From mboxrd@z Thu Jan  1 00:00:00 1970
Return-Path: <linux-kernel-owner@vger.kernel.org>
Received: (majordomo@vger.kernel.org) by vger.kernel.org via listexpand
	id S1752584AbaLCXeW (ORCPT <rfc822;w@1wt.eu>);
	Wed, 3 Dec 2014 18:34:22 -0500
Received: from mx1.redhat.com ([209.132.183.28]:45317 "EHLO mx1.redhat.com"

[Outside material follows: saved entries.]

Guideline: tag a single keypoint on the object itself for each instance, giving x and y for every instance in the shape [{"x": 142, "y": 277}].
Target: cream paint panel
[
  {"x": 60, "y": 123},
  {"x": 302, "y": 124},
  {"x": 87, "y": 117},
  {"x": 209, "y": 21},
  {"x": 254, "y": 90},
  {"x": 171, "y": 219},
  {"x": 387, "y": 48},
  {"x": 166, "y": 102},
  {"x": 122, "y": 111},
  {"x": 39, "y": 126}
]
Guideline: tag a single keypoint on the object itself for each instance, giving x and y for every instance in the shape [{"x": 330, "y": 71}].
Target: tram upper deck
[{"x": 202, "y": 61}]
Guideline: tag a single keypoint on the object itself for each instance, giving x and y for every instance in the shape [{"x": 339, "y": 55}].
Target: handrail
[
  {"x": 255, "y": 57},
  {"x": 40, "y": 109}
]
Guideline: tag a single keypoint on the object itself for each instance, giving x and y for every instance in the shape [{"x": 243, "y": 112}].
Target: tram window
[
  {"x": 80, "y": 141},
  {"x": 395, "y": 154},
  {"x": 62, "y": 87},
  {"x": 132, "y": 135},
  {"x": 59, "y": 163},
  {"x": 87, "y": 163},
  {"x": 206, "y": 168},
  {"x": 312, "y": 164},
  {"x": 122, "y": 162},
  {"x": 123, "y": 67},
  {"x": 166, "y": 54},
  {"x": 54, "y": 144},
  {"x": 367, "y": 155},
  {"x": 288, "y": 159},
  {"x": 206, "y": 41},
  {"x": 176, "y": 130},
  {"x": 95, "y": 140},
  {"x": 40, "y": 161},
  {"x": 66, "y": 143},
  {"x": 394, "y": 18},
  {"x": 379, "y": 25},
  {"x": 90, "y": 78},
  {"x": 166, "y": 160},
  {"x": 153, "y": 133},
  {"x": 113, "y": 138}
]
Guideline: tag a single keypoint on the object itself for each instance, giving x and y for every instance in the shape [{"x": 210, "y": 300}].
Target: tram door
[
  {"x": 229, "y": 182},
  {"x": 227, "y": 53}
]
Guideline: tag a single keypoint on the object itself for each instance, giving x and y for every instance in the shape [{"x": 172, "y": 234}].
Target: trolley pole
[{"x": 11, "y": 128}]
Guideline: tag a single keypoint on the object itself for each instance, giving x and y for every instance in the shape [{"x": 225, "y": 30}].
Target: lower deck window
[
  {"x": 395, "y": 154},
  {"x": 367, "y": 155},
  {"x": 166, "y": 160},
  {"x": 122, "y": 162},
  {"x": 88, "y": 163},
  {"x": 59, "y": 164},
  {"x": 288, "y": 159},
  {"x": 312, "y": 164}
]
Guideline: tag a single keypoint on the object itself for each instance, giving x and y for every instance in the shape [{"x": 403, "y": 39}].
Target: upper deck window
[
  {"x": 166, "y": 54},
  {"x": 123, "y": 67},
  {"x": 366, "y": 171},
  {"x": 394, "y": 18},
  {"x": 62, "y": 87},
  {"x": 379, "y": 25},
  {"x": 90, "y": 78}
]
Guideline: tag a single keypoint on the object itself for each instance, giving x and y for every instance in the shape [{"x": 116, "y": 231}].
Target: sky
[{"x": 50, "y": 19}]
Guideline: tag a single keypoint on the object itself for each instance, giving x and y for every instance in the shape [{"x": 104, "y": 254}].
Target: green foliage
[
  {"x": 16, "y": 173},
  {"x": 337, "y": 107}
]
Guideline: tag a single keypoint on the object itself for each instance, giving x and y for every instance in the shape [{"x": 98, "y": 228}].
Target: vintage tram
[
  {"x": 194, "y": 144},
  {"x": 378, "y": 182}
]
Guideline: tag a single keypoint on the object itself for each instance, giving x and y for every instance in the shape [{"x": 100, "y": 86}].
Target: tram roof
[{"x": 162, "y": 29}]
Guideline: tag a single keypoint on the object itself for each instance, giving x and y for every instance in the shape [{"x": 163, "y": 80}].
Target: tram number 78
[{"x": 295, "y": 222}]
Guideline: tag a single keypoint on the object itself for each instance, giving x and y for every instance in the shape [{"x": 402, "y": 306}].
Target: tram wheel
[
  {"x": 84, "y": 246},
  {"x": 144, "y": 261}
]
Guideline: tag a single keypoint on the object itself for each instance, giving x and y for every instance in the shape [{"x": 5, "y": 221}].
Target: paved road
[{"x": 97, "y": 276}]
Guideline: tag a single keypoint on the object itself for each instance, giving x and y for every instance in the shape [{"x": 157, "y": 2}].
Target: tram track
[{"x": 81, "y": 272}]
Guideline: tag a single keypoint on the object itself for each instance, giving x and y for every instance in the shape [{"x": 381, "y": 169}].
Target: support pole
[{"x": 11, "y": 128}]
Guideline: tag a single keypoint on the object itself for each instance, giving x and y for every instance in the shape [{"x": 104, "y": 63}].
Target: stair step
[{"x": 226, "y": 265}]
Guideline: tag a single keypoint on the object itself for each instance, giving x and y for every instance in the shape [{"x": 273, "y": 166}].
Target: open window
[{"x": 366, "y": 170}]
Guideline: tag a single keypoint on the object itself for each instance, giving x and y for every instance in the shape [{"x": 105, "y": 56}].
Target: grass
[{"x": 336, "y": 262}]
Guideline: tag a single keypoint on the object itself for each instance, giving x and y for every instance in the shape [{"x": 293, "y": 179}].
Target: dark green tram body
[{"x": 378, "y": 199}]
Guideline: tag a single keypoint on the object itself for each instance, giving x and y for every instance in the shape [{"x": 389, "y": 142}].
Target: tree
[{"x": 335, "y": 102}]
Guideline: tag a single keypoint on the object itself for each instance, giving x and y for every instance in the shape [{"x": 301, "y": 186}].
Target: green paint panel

	rhost-flags-OK-OK-OK-OK) by vger.kernel.org with ESMTP
	id S1752323AbaLCXeU (ORCPT <rfc822;linux-kernel@vger.kernel.org>);
	Wed, 3 Dec 2014 18:34:20 -0500
Message-ID: <1417649648.2581.32.camel@pluto.fritz.box>
Subject: Re: [RFC PATCH 3/4] kmod - add call_usermodehelper_ns() helper
From: Ian Kent <ikent@redhat.com>
To: "Eric W. Biederman" <ebiederm@xmission.com>
Cc: Benjamin Coddington <bcodding@redhat.com>, Oleg Nesterov <oleg@redhat.com>,
        Kernel Mailing List <linux-kernel@vger.kernel.org>,
        "J. Bruce Fields" <bfields@fieldses.org>,
        Stanislav Kinsbursky <skinsbursky@parallels.com>,
        Trond Myklebust <trond.myklebust@primarydata.com>,
        David Howells <dhowells@redhat.com>, Al Viro <viro@ZenIV.linux.org.uk>
Date: Thu, 04 Dec 2014 07:34:08 +0800
In-Reply-To: <87zjb4k7b6.fsf@x220.int.ebiederm.org>
References: <20141125005255.4974.54193.stgit@pluto.fritz.box>
	 <20141125010734.4974.85347.stgit@pluto.fritz.box>
	 <20141125215248.GA7958@redhat.com> <20141125220637.GA10008@redhat.com>
	 <87y4qy7wci.fsf@x220.int.ebiederm.org>
	 <1416956845.2509.38.camel@pluto.fritz.box>
	 <871toq7tr6.fsf@x220.int.ebiederm.org>
	 <1416959452.2509.52.camel@pluto.fritz.box>
	 <87egsq3fna.fsf@x220.int.ebiederm.org>
	 <alpine.LRH.2.11.1412011607450.2583@sh-el6.eng.rdu2.redhat.com>
	 <1417563215.2531.25.camel@pluto.fritz.box>
	 <87zjb4k7b6.fsf@x220.int.ebiederm.org>
Content-Type: text/plain; charset="UTF-8"
Mime-Version: 1.0
Content-Transfer-Encoding: 7bit
Sender: linux-kernel-owner@vger.kernel.org
List-ID: <linux-kernel.vger.kernel.org>
X-Mailing-List: linux-kernel@vger.kernel.org

On Wed, 2014-12-03 at 10:49 -0600, Eric W. Biederman wrote:
> Ian Kent <ikent@redhat.com> writes:
> 
> > On Mon, 2014-12-01 at 16:56 -0500, Benjamin Coddington wrote:
> >> n Tue, 25 Nov 2014, Eric W. Biederman wrote:
> >> Hi,
> >> 
> >> > Ian Kent <ikent@redhat.com> writes:
> >> >
> >> > > On Tue, 2014-11-25 at 17:19 -0600, Eric W. Biederman wrote:
> >> > >> Ian Kent <ikent@redhat.com> writes:
> >> > >>
> >> > >> > On Tue, 2014-11-25 at 16:23 -0600, Eric W. Biederman wrote:
> >> > >> >> Oleg Nesterov <oleg@redhat.com> writes:
> >> > >> >>
> >> > >> >> > On 11/25, Oleg Nesterov wrote:
> >> > >> >> >>
> >> > >> >> >> Let me first apologize, I didn't actually read this series yet.
> >> > >> >> >>
> >> > >> >> >> But I have to admit that so far I do not like this approach...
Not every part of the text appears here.